How skincare products can help the microbiome:

pH balanced moisturisers create a hydrated and ideal pH environment for healthy microbiota growth. Certain bacteria can even grow by metabolising skin products, so making sure products contain useful ingredients like sugars and ferments can assist in keeping the skin’s microbiome healthy.

There are two ways to create microbiome-friendly skincare. The first way is by using biotics to repopulate the microbiome, and the second is simply by using gentle ingredients that respect the microbiome.

Biotics include:

Prebiotics (sugars): inulin, oligosaccharides, biosaccharide gum.

Probiotics (these are living bacteria, and you can’t use preservatives with them otherwise they will get killed off).

Postbiotics (inactivated bacteria, but they still confer benefits to the skin. An example is lysates).

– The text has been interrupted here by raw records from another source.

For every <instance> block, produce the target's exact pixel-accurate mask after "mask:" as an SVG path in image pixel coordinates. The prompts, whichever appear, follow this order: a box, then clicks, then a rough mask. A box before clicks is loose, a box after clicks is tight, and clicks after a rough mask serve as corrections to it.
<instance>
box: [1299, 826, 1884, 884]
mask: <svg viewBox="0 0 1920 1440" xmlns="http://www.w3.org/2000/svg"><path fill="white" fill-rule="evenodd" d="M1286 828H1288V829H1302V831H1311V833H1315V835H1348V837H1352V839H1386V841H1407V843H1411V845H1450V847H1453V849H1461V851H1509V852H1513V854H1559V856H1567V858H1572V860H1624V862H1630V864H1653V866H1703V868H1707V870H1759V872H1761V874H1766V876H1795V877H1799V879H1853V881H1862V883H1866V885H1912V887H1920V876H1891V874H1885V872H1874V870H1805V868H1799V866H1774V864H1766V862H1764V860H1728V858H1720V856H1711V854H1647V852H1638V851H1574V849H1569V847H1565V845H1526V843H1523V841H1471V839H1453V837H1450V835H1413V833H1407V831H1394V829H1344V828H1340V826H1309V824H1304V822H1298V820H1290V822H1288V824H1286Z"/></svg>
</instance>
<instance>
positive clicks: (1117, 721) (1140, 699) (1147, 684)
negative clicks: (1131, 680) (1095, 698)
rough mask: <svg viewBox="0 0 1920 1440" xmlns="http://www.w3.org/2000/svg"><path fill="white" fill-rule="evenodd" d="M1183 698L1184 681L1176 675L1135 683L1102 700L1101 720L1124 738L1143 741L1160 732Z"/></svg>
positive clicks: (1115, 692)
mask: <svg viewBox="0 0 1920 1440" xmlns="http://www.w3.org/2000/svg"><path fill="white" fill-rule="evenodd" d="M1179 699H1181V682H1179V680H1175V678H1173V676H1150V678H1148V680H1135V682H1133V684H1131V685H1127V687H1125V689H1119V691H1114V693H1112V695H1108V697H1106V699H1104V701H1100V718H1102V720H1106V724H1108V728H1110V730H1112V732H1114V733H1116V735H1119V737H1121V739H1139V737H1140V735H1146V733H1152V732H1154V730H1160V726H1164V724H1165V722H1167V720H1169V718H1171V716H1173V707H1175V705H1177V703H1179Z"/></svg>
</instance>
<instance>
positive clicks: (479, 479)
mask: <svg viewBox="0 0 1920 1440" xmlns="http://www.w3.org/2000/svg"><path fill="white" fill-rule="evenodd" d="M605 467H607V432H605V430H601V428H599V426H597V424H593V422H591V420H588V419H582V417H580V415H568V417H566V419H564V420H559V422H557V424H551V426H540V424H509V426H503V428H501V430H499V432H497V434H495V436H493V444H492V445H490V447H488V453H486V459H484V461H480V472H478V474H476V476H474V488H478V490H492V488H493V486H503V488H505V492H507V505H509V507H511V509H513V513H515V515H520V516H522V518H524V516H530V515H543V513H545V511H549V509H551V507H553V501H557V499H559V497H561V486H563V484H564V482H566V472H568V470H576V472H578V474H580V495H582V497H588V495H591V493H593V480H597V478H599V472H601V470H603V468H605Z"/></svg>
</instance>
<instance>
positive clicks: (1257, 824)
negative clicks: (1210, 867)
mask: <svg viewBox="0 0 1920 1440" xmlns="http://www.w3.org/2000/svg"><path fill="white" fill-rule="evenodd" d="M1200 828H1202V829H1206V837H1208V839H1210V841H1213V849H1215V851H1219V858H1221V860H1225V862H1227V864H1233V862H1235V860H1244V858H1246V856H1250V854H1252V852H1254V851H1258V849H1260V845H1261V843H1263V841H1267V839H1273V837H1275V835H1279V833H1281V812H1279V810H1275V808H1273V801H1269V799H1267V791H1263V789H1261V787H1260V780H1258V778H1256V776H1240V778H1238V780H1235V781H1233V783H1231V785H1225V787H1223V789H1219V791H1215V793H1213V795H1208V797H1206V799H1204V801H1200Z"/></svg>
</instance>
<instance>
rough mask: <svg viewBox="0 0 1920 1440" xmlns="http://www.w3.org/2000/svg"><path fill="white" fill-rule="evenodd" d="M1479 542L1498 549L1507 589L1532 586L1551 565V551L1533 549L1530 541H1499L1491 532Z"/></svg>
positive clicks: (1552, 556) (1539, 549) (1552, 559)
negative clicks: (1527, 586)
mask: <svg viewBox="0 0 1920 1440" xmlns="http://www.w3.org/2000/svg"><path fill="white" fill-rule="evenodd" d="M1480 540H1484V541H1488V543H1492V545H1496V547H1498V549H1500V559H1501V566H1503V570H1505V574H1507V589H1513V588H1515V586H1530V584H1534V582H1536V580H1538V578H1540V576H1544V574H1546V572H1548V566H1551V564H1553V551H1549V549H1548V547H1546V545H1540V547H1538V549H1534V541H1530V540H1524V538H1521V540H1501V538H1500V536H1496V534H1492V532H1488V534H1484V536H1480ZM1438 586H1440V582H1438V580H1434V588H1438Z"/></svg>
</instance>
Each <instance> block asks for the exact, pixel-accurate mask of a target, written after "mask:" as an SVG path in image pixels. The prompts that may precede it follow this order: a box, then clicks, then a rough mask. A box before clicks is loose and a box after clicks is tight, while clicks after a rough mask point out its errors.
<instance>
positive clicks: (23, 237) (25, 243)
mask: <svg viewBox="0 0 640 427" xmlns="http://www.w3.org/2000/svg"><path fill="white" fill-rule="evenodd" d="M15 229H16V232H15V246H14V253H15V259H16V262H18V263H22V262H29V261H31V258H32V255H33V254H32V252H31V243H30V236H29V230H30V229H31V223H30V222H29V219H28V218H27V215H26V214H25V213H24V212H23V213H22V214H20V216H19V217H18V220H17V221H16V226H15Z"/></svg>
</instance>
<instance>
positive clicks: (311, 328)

Probiotics in skincare, while still adhering to microbiological limits and safety standards is not feasible at the moment. There are a few cases where the friendly bacteria were encapsulated, and then ‘activated’ on contact with the skin due to the skin’s moisture, but there are no studies yet on how effective this is. When skincare brands advertise that they use probiotics in their formulations, they are likely referring to postbiotics and lysates. The use of real probiotics in skincare is extremely limited and as yet still rather unsuccessful.

Certified microbiome-friendly ingredients include the following:

Squalane, hemisqualane, aloe vera, jojoba oil, hyaluronic acid, dextrin, hydrolyzed keratin, propanediol, various botanical extracts, soapnut extract (surfactant), glutamate surfactants, OliveM 1000, biopolymers: cellulose, gums and seaweeds.

And by extension: biosaccharide gum, which is a fermented sugar; xanthan and guar gums, collagen, and lactic acid.

Are Preservatives Problematic?

Preservatives are antimicrobials, designed to protect products from microbial contamination. A good broad spectrum preservative protects against both gram positive and negative bacteria, mold and fungi, but it can potentially harm the microbiome of our skins too. So what does this mean for using preservatives in cosmetics? Let’s find out.

Studies were done on a selection of natural preservatives such as sodium benzoate, phenoxyethanol, ethylhexylglycerin and dehydroacetic acid, and they were found to inhibit certain bad strains of bacteria, but not affect the good strains in our skins. Other studies conducted on other preservatives found that they did inhibit even the good bacteria, so they weren’t ideal for protecting the microbiome. How cool is that! Now we know that the natural preservatives we stock at EN won’t even harm your skin’s microbiome!

Other preservatives make use of ferments, which are friendly to the microbiome, but at the same time are less effective. So your formula may grow some funky things after a while and you will need to throw it away. These kinds of preservatives are hard to find in South Africa though, so we won’t focus here too much.


So taking all of the above into consideration, ideal skincare formulations are non-stripping, provide moisturising and barrier-strengthening properties to the skin, are buffered to the correct pH, and limit the negative effects of environmental factors, pollution etc. You can include various microbiome-friendly ingredients in your products, and natural products are guaranteed 100% better for the microbiome than synthetics!